Second, Kotkin seems to begin from the premise that the yeomanry constitutes an honest majority of the nation. I share this starting point, so it’s fair to ask, how is it that the tech oligarchs and clerisy dominate at the expense of the majority whose interests they do not share?
The Progressives asked a similar question of the industrial magnates a century ago. In their 1912 presidential platform, they offered this answer:
Political parties exist to secure responsible government and to execute the will of the people.
From these great tasks both of the old parties have turned aside. Instead of instruments to promote the general welfare, they have become the tools of corrupt interests, which use them impartially to serve their selfish purposes. Behind the ostensible government sits enthroned an invisible government owing no allegiance and acknowledging no responsibility to the people.

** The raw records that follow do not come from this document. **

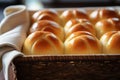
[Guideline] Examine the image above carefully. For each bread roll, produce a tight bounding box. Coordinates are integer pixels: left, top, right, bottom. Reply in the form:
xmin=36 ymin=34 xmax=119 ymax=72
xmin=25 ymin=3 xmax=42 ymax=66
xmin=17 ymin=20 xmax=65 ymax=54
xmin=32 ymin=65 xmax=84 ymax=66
xmin=61 ymin=9 xmax=89 ymax=25
xmin=100 ymin=31 xmax=120 ymax=54
xmin=64 ymin=31 xmax=101 ymax=54
xmin=32 ymin=9 xmax=61 ymax=24
xmin=95 ymin=18 xmax=120 ymax=38
xmin=89 ymin=8 xmax=120 ymax=24
xmin=65 ymin=19 xmax=96 ymax=38
xmin=23 ymin=31 xmax=64 ymax=55
xmin=30 ymin=20 xmax=64 ymax=41
xmin=64 ymin=18 xmax=90 ymax=32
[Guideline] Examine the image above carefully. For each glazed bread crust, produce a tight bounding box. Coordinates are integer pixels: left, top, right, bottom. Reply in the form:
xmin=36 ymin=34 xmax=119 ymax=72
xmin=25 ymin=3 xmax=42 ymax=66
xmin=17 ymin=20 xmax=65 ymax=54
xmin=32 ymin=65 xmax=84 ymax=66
xmin=30 ymin=20 xmax=64 ymax=41
xmin=89 ymin=8 xmax=120 ymax=24
xmin=95 ymin=18 xmax=120 ymax=38
xmin=65 ymin=31 xmax=101 ymax=54
xmin=100 ymin=31 xmax=120 ymax=54
xmin=23 ymin=31 xmax=64 ymax=55
xmin=32 ymin=9 xmax=61 ymax=24
xmin=61 ymin=9 xmax=88 ymax=25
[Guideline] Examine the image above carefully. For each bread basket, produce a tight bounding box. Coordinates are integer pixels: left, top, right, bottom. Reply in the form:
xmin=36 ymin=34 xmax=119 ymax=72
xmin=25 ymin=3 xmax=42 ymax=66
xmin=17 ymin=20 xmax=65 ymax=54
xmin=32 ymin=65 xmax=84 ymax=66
xmin=6 ymin=6 xmax=120 ymax=80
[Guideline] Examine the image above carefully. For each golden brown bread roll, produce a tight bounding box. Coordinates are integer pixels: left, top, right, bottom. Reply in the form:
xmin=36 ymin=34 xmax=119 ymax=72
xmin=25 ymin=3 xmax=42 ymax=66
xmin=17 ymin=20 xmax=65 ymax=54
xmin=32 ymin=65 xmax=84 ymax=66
xmin=95 ymin=18 xmax=120 ymax=38
xmin=64 ymin=31 xmax=101 ymax=54
xmin=64 ymin=19 xmax=96 ymax=38
xmin=30 ymin=20 xmax=64 ymax=41
xmin=89 ymin=8 xmax=120 ymax=24
xmin=100 ymin=31 xmax=120 ymax=54
xmin=64 ymin=18 xmax=91 ymax=31
xmin=61 ymin=9 xmax=89 ymax=25
xmin=32 ymin=9 xmax=61 ymax=25
xmin=23 ymin=31 xmax=64 ymax=55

To destroy this invisible government, to dissolve the unholy alliance between corrupt business and corrupt politics is the first task of the statesmanship of the day.
In other words, money from the Robber Barons had corrupted the political process. A fair vote would have squashed their interests, but they made sure a fair vote never was really taken.

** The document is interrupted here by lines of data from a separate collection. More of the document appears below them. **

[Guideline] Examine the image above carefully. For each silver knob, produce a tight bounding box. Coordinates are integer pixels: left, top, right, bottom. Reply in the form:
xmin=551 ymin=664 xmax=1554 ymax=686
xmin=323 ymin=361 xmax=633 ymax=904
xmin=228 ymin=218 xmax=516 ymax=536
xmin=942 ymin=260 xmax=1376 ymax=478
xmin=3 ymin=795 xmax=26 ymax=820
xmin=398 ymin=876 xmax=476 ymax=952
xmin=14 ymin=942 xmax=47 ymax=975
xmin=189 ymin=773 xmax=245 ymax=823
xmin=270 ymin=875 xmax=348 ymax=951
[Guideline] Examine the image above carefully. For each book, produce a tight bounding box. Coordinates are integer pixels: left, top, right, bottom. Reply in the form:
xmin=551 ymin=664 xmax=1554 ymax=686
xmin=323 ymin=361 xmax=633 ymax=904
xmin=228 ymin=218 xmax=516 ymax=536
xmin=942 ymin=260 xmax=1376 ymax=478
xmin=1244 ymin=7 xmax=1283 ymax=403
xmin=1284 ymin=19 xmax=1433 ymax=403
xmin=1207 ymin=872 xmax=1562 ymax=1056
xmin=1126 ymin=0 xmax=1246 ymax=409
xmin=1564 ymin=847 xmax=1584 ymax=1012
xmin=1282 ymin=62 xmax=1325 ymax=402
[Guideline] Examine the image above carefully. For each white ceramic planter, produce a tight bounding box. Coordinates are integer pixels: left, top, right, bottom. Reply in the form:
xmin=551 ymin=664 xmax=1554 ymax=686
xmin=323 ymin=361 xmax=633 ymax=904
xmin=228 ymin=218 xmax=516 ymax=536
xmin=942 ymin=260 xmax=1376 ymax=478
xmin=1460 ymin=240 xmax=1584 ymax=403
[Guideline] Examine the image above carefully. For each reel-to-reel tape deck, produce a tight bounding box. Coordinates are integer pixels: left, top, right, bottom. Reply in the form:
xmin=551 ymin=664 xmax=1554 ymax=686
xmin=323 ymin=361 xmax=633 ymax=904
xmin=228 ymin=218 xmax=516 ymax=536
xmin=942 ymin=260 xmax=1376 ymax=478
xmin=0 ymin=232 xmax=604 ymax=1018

The Progressives struck back through structural innovationsto our government. The Tillman Act banned corporate political giving. The 16th Amendment legalized the income tax and thus opened another source of revenue aside from the corrupted tariff regime. The 17th Amendment provided for the direct election of senators, and crippled the machines run by the likes of Nelson Aldrich of Rhode Island and Matt Quay of Pennsylvania.

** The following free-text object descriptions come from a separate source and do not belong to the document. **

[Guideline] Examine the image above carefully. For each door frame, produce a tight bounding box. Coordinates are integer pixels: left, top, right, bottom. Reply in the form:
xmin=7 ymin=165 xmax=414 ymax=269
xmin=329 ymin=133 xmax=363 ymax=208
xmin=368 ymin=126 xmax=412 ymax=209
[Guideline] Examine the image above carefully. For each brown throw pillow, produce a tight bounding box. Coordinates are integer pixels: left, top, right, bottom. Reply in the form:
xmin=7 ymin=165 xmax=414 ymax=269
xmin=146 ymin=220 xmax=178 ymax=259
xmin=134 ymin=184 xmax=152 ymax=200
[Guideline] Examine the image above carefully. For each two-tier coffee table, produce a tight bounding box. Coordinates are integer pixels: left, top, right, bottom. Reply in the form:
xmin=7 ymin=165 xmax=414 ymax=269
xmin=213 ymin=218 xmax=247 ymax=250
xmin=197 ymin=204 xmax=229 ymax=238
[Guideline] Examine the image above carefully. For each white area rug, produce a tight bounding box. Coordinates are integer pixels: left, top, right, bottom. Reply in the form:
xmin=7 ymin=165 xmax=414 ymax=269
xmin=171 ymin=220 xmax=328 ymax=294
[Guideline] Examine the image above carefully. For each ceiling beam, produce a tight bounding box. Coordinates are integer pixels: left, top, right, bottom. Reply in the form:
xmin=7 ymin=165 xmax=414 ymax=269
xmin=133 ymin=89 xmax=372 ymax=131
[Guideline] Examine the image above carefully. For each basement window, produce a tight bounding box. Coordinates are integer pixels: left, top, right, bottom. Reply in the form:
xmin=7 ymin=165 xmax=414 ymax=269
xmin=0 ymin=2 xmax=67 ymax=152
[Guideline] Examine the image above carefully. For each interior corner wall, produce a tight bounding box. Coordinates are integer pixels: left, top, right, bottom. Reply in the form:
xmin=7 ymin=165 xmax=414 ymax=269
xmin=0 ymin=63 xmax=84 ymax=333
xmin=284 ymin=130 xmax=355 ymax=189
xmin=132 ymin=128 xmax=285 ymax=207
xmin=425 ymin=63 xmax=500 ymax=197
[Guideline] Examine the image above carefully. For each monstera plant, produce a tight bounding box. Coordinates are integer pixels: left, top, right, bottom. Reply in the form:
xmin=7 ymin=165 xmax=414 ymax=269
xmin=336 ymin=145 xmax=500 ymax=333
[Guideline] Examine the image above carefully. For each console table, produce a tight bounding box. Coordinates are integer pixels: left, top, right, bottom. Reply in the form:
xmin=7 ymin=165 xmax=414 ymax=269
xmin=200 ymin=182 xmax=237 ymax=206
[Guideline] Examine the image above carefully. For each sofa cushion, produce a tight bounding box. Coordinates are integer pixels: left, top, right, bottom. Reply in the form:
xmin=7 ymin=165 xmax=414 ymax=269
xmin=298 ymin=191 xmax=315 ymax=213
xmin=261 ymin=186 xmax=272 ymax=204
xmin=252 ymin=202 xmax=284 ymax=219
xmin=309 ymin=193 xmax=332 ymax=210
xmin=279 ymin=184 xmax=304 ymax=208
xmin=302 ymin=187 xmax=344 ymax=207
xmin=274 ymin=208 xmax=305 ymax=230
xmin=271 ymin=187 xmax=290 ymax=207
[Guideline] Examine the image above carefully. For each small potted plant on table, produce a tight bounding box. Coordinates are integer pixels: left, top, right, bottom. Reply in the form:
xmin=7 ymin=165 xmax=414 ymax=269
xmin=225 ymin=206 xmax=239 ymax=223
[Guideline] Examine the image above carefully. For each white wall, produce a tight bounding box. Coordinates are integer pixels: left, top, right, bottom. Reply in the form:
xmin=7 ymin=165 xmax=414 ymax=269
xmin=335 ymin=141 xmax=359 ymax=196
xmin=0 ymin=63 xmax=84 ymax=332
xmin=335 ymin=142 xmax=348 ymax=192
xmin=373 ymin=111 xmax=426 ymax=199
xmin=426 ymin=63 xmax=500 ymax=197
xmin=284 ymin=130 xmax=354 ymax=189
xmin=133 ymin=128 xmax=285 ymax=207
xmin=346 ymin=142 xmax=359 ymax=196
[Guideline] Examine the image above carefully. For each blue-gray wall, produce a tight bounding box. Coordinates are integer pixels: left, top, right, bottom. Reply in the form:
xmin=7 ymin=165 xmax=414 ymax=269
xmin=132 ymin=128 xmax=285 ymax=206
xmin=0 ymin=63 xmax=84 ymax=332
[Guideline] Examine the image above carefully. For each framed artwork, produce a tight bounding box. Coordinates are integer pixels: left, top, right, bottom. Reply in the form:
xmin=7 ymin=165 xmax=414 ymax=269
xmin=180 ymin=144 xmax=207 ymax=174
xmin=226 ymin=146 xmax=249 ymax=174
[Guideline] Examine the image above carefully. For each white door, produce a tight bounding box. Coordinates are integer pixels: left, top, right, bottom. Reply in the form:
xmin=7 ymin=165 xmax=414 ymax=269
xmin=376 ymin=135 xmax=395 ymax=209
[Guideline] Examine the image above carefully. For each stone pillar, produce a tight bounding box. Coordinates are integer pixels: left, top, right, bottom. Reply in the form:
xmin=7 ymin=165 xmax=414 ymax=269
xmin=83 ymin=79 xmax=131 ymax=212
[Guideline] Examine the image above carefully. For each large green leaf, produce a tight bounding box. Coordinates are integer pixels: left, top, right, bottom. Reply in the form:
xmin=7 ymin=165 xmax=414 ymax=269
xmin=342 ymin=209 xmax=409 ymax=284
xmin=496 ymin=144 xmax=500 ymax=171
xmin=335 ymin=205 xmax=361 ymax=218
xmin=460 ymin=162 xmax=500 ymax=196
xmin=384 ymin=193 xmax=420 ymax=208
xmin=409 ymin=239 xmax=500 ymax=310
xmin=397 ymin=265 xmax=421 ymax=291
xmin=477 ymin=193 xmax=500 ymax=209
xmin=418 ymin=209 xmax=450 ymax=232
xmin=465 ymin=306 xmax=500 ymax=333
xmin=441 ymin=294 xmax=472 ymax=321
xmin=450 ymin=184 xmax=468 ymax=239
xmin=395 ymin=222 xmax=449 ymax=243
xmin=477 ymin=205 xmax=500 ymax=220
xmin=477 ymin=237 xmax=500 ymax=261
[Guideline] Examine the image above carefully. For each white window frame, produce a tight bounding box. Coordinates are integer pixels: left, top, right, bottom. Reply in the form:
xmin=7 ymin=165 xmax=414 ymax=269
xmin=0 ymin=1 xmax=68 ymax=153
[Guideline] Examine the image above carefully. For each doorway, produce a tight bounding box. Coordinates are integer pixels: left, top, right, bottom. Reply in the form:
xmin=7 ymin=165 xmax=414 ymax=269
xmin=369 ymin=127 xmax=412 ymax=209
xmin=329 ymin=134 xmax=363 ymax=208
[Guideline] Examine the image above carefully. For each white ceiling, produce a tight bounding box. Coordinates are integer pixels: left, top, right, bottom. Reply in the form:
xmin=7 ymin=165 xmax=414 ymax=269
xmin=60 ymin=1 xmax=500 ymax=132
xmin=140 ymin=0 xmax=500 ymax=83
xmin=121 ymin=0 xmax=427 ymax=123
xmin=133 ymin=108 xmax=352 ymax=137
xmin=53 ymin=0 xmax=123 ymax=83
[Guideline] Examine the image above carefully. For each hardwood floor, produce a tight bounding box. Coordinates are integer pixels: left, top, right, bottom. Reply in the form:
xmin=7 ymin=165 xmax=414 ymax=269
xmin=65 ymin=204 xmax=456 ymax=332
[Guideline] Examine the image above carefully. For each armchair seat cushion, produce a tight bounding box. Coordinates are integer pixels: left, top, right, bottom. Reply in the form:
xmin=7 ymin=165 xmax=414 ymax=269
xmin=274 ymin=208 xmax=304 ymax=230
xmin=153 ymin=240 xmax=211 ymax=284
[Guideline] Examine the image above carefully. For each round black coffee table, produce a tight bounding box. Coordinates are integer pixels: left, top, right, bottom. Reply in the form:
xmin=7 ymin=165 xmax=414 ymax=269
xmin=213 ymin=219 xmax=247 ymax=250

A new reform program is essential to the plan that Kotkin sets forth in his final chapter. Without foreclosing the corrupt pathways that the wealthy and well-connected use to circumvent the public, you guarantee that any public-spirited agenda will be captured and distorted for private gain. Look no further than the Gilded Age tariff. A perversion of Henry Clay’s original "American Society," which sought to balance the interests of all factions, reformers tried for thirty years to reform it. They failed again and again as the bosses who ran the Senate usually turned it into an excuse to raise rates.
We see something like this with the Senate’s most recent attempt to reform immigration. All sides agree that immigration needs reform, but after "the Interests" (to borrow a phrase from Gilded Age muckraker David Graham Phillips) got their hands on the program, it was perverted into favoring well-connected industries while harming the lower and working classes, which would see its wages reduced accordingly.
There is simply no way to shift the nation’s political economy back to the yeomanry without reforming the structures of government. After all, the yeomanry is a majority, yet it cannot get its way. In a government premised on the republican principle of majority rule, that can only mean that the structures of the government itself have become dysfunctional. Fixing them must precede any policy innovations.
While Kotkin might not follow through precisely on how his various classes interact, his book is nevertheless illuminating. The chapter on the tech class is worth the purchase price alone. Kotkin is to be commended for seeing past the daily bric-à-brac of American politics to perceive the newly emerging class divisions. More work must be done on what to do about these issues, but this book is an enormously important first step.